Antonio cayó al suelo y yo intenté detenerla, pero su fuerza joven
me superó. Ana corrió hacia la salida del cobertizo, pero se detuvo justo antes
de salir y rectificó el camino hacia arriba. Entró en la habitación de Santiago
a toda prisa pero no lo encontró. Rompió uno de mis jarrones de porcelana y
utilizó un pedazo para defenderse cuando Antonio le dio alcance nuevamente.
—¿Dónde lo tienen? —preguntó desesperada.

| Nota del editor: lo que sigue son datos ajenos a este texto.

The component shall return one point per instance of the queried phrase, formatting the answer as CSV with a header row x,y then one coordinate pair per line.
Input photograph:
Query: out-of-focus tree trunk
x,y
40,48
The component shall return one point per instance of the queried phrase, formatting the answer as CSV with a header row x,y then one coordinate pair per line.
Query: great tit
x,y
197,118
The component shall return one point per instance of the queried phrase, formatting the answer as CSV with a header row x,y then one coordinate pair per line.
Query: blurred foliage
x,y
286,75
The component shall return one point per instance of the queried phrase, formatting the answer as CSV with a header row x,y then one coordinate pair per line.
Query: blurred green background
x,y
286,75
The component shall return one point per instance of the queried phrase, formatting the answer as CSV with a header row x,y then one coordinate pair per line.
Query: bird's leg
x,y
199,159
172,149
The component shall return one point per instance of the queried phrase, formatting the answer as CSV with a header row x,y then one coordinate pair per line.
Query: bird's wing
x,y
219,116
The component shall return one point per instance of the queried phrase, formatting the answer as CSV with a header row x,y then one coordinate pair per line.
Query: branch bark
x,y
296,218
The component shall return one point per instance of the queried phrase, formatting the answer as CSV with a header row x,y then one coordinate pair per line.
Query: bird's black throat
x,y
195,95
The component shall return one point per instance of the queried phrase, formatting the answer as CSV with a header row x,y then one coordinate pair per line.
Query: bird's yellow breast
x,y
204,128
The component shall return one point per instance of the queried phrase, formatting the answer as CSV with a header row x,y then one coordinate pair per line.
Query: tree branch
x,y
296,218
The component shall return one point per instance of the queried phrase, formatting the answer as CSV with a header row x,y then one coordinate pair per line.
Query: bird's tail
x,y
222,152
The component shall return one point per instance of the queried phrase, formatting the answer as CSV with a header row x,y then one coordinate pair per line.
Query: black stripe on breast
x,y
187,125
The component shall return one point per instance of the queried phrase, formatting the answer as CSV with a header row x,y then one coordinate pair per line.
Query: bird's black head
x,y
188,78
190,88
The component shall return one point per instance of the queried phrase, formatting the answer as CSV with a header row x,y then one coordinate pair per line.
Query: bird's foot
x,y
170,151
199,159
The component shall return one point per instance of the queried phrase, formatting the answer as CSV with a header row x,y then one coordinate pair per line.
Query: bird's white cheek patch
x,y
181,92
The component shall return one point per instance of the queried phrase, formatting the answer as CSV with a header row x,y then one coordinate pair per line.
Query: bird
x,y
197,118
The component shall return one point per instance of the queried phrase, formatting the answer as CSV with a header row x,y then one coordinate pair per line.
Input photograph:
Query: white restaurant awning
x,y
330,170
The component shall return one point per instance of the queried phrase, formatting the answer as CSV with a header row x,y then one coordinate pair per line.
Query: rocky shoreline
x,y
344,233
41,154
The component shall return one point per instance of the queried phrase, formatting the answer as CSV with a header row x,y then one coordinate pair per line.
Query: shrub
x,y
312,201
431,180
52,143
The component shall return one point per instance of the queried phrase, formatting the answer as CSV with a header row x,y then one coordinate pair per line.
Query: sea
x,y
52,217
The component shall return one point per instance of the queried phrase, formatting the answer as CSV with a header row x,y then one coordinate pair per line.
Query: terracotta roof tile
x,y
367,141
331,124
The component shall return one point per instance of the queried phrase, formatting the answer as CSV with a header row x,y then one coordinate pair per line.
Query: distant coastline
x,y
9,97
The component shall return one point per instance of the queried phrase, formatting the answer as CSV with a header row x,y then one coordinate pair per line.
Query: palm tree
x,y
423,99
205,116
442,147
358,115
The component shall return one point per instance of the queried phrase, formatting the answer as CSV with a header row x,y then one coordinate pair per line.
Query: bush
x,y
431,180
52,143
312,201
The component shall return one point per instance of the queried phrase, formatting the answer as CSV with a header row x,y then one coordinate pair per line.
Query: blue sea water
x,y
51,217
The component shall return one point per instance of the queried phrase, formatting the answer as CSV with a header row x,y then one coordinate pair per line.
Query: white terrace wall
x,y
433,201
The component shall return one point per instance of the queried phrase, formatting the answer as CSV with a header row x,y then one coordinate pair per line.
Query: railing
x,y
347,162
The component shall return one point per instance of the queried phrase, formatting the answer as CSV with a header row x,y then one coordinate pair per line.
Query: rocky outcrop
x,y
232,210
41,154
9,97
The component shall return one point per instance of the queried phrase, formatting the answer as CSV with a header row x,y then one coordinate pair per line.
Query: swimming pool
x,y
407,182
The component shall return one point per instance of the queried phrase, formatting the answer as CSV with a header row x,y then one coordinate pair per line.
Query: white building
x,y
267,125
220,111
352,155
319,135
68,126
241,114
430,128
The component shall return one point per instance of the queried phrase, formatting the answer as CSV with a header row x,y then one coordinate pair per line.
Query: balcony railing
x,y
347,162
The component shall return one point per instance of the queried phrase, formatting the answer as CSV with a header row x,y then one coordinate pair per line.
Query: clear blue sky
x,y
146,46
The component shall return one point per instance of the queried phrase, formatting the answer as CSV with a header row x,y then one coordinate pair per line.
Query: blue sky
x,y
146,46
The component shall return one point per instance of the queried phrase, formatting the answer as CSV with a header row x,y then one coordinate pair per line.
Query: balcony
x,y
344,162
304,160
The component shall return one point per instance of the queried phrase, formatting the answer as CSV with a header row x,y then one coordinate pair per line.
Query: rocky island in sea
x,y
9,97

Antonio, una vez más intentó
contenerla pero Ana le rajó una mejilla y consiguió salir de la habitación. Nos
encontramos en las escaleras y allí, sin dudarlo un solo instante, me empujó
fuertemente. Yo caí unos escalones y me rompí un tobillo, pero alcancé a librar
una rodada inminente hasta la planta baja. Ella, sin demasiadas opciones, subió
el resto de las escaleras sin detenerse, hasta que llegó al ático.
Allí se encontró las velas
encendidas y los espejos acomodados haciendo un círculo. Debió sentirse presa
del pánico porque la oí desgarrarse la garganta. Cerró la puerta y antes de que
Antonio y yo pudiéramos alcanzarla, tuvo el tiempo suficiente de mirar la
página ochenta y séis y dibujar con la tiza en el suelo esos círculos perfectos
en el único espacio disponible del ático: al centro del todo, donde
inevitablemente se veía reflejada en los espejos.

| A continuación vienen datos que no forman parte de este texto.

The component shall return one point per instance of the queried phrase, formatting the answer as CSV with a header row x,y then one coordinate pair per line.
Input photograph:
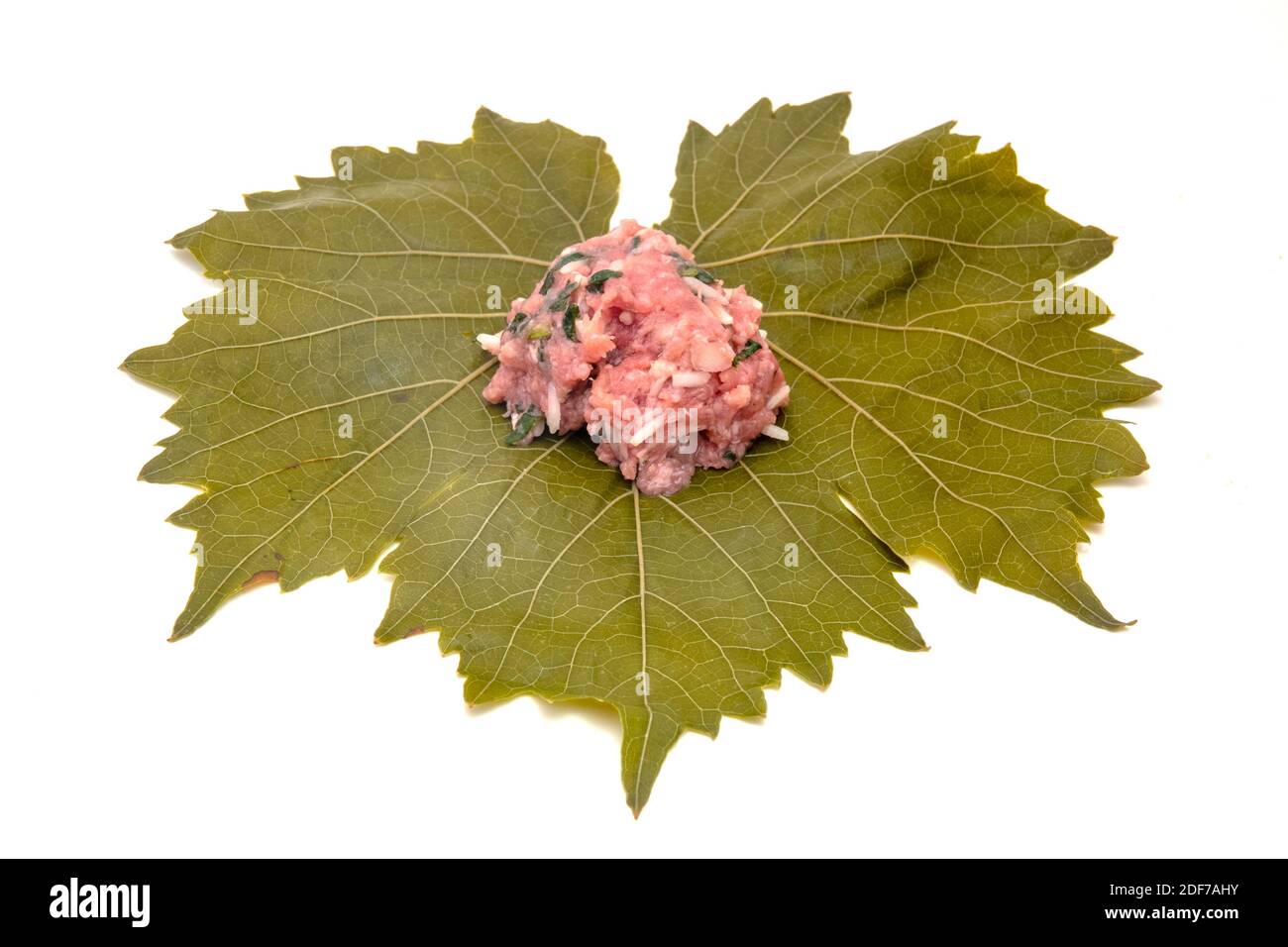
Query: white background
x,y
279,729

Antonio me levantó del suelo y
me ayudó a subir las escaleras. Cuando abrimos la puerta del ático, Ana se
había encargado ya de rodearse por una cadena de ladrillo rojo, cuatro puntos
cardinales de sangre y un montón generoso de sus propios cabellos.
Desde el centro del círculo,
cuando abrí la puerta del ático, me apuntó con el pedazo de porcelana que
sostenían sus manos temblorosas.
—No puedes tocarme —rió—. ¿Ves
esto? —Apuntó al suelo—. Es tu conjuro de protección.

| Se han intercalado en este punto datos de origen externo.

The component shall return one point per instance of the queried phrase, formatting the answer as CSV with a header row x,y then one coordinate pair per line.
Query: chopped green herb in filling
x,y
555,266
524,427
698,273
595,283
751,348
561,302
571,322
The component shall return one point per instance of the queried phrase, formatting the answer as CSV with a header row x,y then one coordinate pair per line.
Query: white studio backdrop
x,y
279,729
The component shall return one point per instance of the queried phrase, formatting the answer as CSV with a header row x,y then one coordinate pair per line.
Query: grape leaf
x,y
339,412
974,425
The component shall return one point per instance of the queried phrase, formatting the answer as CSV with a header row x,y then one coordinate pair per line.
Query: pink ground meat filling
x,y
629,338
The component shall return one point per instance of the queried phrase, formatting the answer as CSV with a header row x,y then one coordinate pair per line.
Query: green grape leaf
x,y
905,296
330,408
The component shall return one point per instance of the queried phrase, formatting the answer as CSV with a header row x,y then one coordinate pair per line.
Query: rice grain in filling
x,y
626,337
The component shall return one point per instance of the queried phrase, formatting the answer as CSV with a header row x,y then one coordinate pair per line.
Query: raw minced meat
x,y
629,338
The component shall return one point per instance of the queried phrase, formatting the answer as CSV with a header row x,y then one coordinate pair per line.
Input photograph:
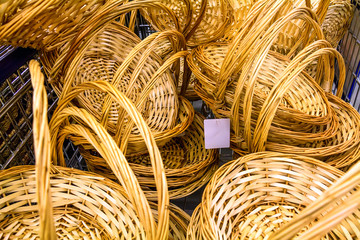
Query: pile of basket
x,y
268,65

—¿Lo es? —le pregunté burlona
al tiempo en que le acomodé un espejo de cuerpo entero enfrente— ¿Y quién puso
en tus manos el conjuro, niña? De lo único que te protege ese círculo es que
puedas salir de él.
Ana miró a su alrededor,
asustada. Le acerqué otro poco el espejo.
—No te me acerques, perra —me
gritó histérica—. Te mato, te mato. Juro que te mato.
—Te estábamos esperando, Ana
—la tranquilicé—. Esperando a que creyeras. No funciona si tú no crees.
Le aventé encima el espejo y desde
esa misma noche me convertí en la heredera de la casa, dejé de llamarme
Josefina y Nemachtiani y yo fuimos felices cincuenta años más.